- Location: Kashimbila, Wukari Federation, Taraba State, Nigeria
- Coordinates: 06°52′27″N 09°45′43″E﻿ / ﻿6.87417°N 9.76194°E
- Construction began: 2014
- Opening date: 2019
- Owner: Federal Government of Nigeria

Dam and spillways
- Type of dam: Gravity dam
- Impounds: Katsina-Ala River

Reservoir
- Creates: N/A

Power Station
- Commission date: 2019
- Turbines: Francis type, Gamesa Electric Company: 4 x 10 MW
- Installed capacity: 40 MW (54,000 hp)

= Kashimbila Hydroelectric Power Station =

Power station in Nigeria

The Kashimbila Hydroelectric Power Station, also Kashimbilla Hydroelectric Power Station is a 40 MW hydroelectric power station across the Katsina-Ala River in Nigeria. Originally intended to be an 18 megawatt installation, the dam and power station were re-configured to a 40 MW power station and the dam reservoir expanded from 200Mm^{3} to 500Mm^{3}. The energy generated here is distributed within Taraba State, helping to meet an estimated 80 percent of households and businesses, as of 2020.

==Design==
The hydroelectric plant was intended to resolve ecological issues and increase local power supply.

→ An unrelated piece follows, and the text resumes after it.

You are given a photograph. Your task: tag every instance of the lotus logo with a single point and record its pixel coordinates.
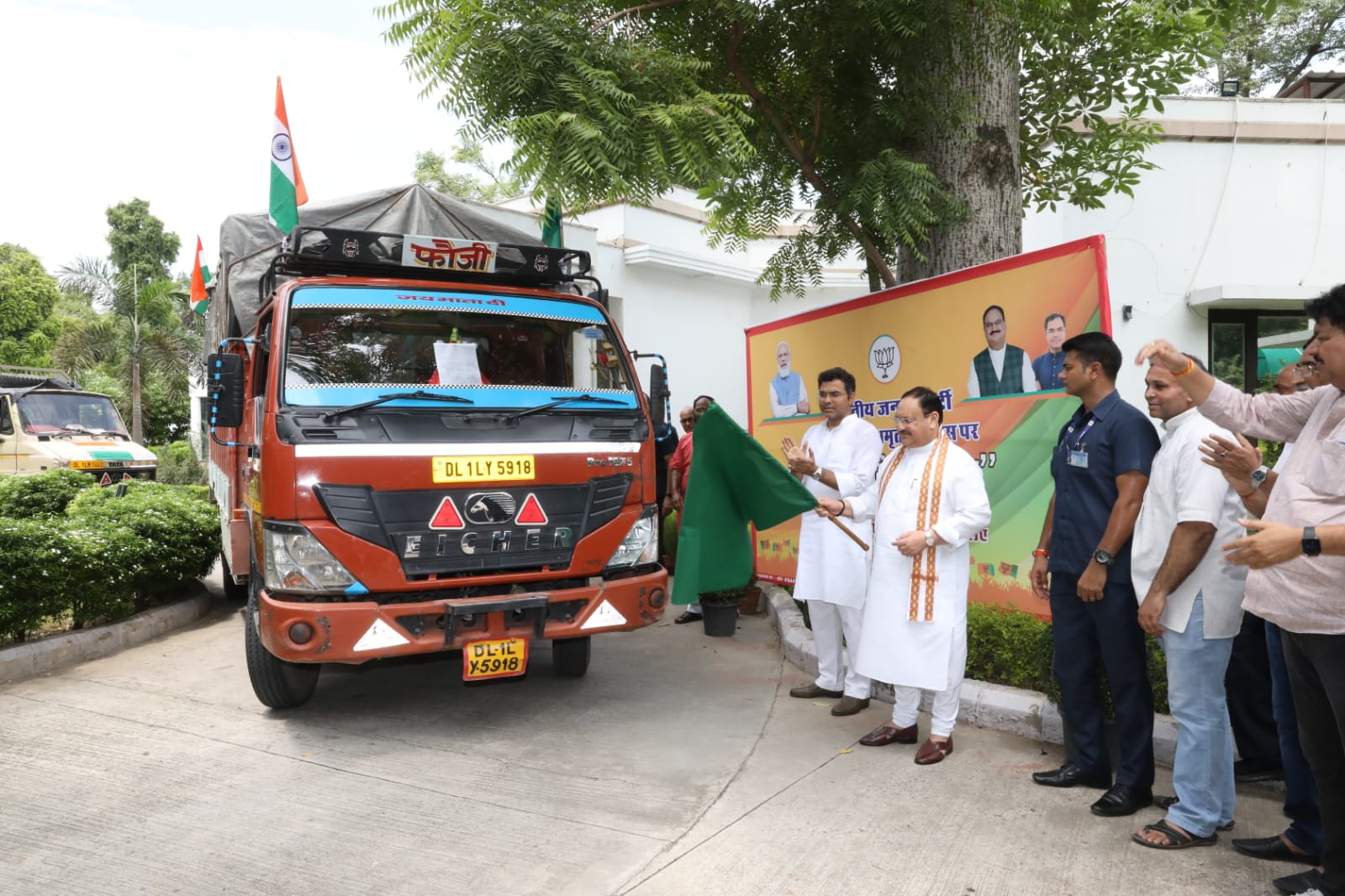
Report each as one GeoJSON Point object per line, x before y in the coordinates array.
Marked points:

Zutari Engineering of South Arica was hired to carry out "a technical feasibility study" of the dam's spillway in 2011. Later, Zutari was hired to perform the "detailed design of the dam, a technical feasibility study of the hydropower station, and, eventually the detailed design of the hydropower station". Zutari also provided engineering services for the laying of an estimated 240 km of 132kV double circuit high voltage transmission evacuation lines and 40 km of 33kV double-circuit transmission lines and five new substations. Commercial commissioning was effected in December 2019.

==Location==
The power station lies across the Katsina River, near the town of Kashimbila, a Kambove Territory, town under Takum LGA Wukari Federation, Taraba State, in North-eastern Nigeria, close to the international border with Cameroon. Kashimbila is located approximately 143 km south of Wukari Town, the nearest large town. This is approximately 354 km southwest of Jalingo, the capital of Taraba State. The geographical coordinates of Kashimbila Hydroelectric Power Station are: 06°52'27.0"N, 9°45'43.0"E (Latitude:6.874167; Longitude:9.761944).

==Overview==
The Kashimbila Dam was conceived during the 2011 to 2015 time frame. Its objective is multipurpose. The first goal is to mitigate flooding which used to affect an estimated six million people in Taraba State, Benue State, Cross River State, Kogi State and Delta State. The second goal is to provide drinking water to neighboring communities, with an estimated population of 400,000 people. The third goal is to provide clean electricity for use, primarily in Taraba State. The fourth objective is to provide water for irrigation to an estimated 3000 ha.

The energy generated at this power station is evacuated via a number of 33kV and 132kV high voltage transmission lines to locations where the electricity is integrated into the Nigerian electricity grid. The evacuation power lines and associated substations were built new, as part of this development project.